Uitgezette middelen met een looptijd van één jaar en langer
De rentebaten en de rendementen van de uitzettingen langer dan één jaar over de jaren 2021 tot en met 2024 (exclusief nazorgmiddelen) zijn hieronder weergegeven. Ter vergelijking is het gemiddeld rendement van de rente op tienjarige staatsleningen (tienjaars staat) in het overzicht opgenomen.

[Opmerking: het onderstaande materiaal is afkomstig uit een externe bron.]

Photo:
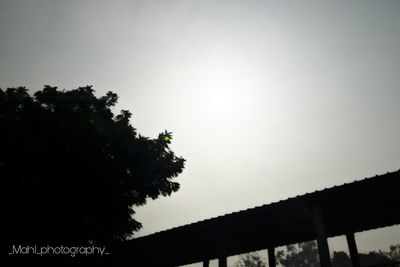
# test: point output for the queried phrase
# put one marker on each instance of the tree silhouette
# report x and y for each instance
(306, 254)
(299, 255)
(72, 171)
(250, 260)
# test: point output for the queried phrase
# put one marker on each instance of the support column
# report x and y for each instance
(322, 240)
(222, 261)
(271, 257)
(351, 242)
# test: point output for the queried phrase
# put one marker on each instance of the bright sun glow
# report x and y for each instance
(226, 84)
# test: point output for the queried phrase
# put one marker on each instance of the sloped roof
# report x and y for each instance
(353, 207)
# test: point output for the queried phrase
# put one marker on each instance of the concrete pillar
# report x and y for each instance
(271, 257)
(351, 242)
(322, 240)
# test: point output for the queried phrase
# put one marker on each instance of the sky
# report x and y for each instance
(266, 99)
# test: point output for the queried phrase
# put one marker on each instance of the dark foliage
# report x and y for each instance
(71, 171)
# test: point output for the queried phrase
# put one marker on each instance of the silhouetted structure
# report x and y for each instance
(340, 210)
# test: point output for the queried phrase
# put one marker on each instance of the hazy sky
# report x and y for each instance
(266, 99)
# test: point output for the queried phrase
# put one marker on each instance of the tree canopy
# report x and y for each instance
(71, 170)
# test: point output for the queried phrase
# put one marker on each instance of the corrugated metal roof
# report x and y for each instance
(351, 207)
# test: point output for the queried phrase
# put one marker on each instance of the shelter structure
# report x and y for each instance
(341, 210)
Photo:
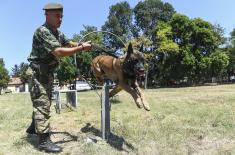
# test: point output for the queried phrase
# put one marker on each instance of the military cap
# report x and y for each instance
(53, 6)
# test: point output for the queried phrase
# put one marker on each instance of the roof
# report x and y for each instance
(15, 81)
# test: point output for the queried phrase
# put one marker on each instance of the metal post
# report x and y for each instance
(105, 112)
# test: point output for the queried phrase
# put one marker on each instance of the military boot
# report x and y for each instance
(45, 144)
(31, 128)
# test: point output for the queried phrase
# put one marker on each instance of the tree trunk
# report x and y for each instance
(146, 79)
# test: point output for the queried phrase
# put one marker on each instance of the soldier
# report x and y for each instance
(48, 45)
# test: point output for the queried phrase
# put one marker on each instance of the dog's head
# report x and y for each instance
(133, 64)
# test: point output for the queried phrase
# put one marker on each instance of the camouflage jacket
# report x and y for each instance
(44, 42)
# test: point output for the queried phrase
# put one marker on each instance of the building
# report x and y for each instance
(16, 85)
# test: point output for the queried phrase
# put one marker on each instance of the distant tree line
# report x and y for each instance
(179, 50)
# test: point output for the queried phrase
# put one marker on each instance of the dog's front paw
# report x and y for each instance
(147, 107)
(139, 103)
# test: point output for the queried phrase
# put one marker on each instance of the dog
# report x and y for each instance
(124, 71)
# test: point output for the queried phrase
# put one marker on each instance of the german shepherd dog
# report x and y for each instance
(124, 71)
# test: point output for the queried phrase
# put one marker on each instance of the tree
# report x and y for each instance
(4, 77)
(149, 13)
(15, 71)
(23, 76)
(66, 71)
(120, 23)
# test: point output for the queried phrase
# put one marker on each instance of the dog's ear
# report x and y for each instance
(141, 48)
(129, 50)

Tabel 10. Renteopbrengst uitgezette middelen (excl. nazorgmiddelen) - looptijd één jaar en langer

Jaar

Gemiddeld uitgezet bedrag

Gemiddeld percentage

Gemiddelde tienjaars Eurobond

Renteopbrengst

(x € 1 miljoen)

(x € 1 miljoen)

2021

188,0

2,5%

-0,2%

4,7

2022

214,1

2,5%

1,3%

5,3

2023

261,3

4,9%

2,8%

12,8

2024

345,9

2,8%

2,6%

9,6

Op 31 december 2024 stond € 316,3 miljoen (exclusief nazorgmiddelen) uit met looptijden van één jaar en langer. In 2024 is een bedrag van € 9,6 miljoen aan rentebaten gegenereerd. Dit is het resultaat van een gemiddeld saldo van € 345,9 miljoen met een gemiddeld rendement van 2,77%. In de Begroting 2024 werd uitgegaan van € 9,0 miljoen (gemiddeld bedrag € 326,6 miljoen à 2,77%). De verschillen ten opzichte van de raming zijn ontstaan door een hoger gemiddeld saldo van uitgezette middelen aan medeoverheden.

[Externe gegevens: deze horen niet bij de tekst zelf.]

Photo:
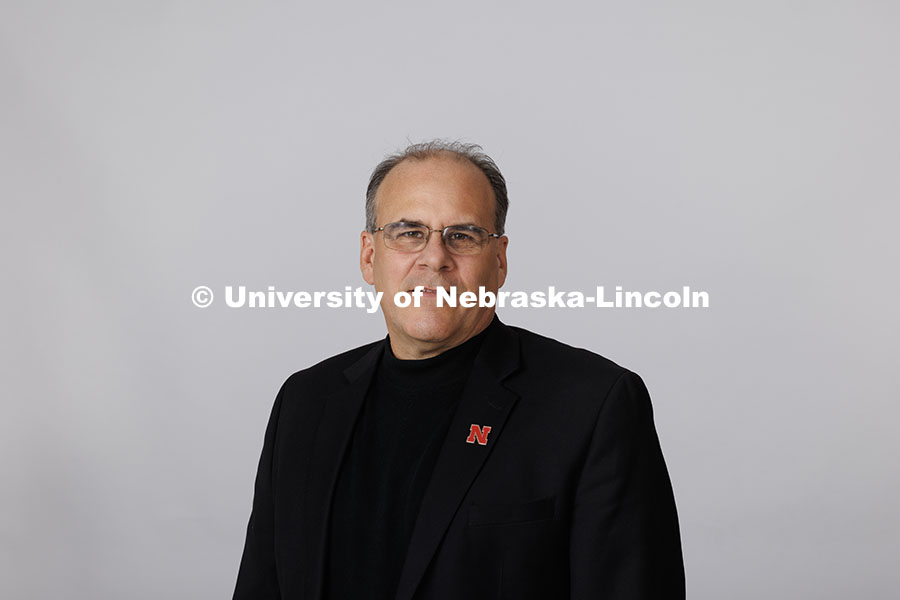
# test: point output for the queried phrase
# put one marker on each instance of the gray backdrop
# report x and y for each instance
(748, 149)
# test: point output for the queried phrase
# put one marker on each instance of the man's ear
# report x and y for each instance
(367, 256)
(502, 243)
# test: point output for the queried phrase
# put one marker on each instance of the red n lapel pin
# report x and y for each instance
(478, 433)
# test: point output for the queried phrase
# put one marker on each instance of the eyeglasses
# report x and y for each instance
(412, 237)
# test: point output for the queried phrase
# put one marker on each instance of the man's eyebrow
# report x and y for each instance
(417, 222)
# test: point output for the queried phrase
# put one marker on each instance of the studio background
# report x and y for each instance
(748, 149)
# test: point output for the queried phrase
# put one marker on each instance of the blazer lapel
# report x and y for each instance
(339, 415)
(485, 402)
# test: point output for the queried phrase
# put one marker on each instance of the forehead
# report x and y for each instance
(436, 191)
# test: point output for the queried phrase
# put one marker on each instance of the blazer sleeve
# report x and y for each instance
(625, 542)
(258, 577)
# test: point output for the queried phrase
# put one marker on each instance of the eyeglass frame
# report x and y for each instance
(430, 231)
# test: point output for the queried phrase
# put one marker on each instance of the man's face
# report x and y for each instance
(436, 192)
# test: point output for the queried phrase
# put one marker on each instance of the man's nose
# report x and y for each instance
(435, 254)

De rentebaten van zowel de kort uitgezette middelen als de lang uitgezette middelen over 2024 bedragen totaal € 26,7 miljoen. Dit is afgerond € 2,3 miljoen meer dan de raming van € 24,4 miljoen.

Nazorgmiddelen
Nazorgmiddelen zijn middelen die specifiek uitgezet zijn voor de eeuwigdurende nazorg van de gesloten stortplaatsen en baggerspeciedepots. De beleggingen van deze middelen zijn uitgezonderd van het schatkistbankieren. In de Wet fido is specifiek voor nazorgfondsen bepaald dat voor de hoofdsomgarantie bij beleggingen minimaal 42% vastrentend moet worden belegd; de rest mag in aandelen (maximaal 58%). Vastrentende beleggingen zijn beleggingen in obligaties en leningen waarbij de renteopbrengsten van tevoren bekend zijn.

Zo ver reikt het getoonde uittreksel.